The Alternative Investment Management Association (AIMA) filed a response on 30 April to the FCA’s publicising of enforcement investigations proposal, calling it a “radical departure” from the FCA’s current practice.
In February, the FCA proposed an announcement of enforcement investigations, which would include the names of companies and individuals when the case was opened and before a decision was made of any wrongdoing. The decision was met with pushback in the financial services sector, with 16 organisations signing a letter against the proposal.
AIMA’s response to the proposal questioned the need to release names of companies involved in investigations before they were concluded and said the proposed time period of one business day for companies to make an announcement regarding an investigation was “unreasonably short”. It emphasised the reputational harm that could come from naming a company before an official ruling was made.
AIMA CEO Jack Inglis pointed out that nearly two-thirds of the FCA’s enforcement investigations result in no action.
“The FCA already has a well-equipped toolbox to make strong signals to the market about compliance issues without doing the kind of damage to reputations and businesses that the publication of such sensitive information is likely to cause,” Inglis said.
“It claims that this is a transparency exercise, but the amount of discretion it will have under the proposed regime could result in selective and subjective disclosure, which undermines the stated policy objective.”
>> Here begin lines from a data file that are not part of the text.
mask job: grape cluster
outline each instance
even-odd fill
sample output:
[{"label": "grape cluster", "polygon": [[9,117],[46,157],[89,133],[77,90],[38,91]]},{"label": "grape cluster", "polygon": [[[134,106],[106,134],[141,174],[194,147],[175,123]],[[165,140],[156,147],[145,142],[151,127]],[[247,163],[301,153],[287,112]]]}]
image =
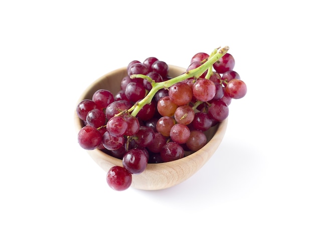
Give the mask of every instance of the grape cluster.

The FCA proposed the change in a bid to increase transparency with the public on its dealings and said that because of the delay in information with the current system, it reduces the “educational and deterrent effect of our enforcement”.
Amidst the AIMA’s concerns over the possible policy change, it included an unequal suffering for smaller firms, a divergence in the UK from international policies, reputational damage to firms and individuals, and privacy and human rights concerns.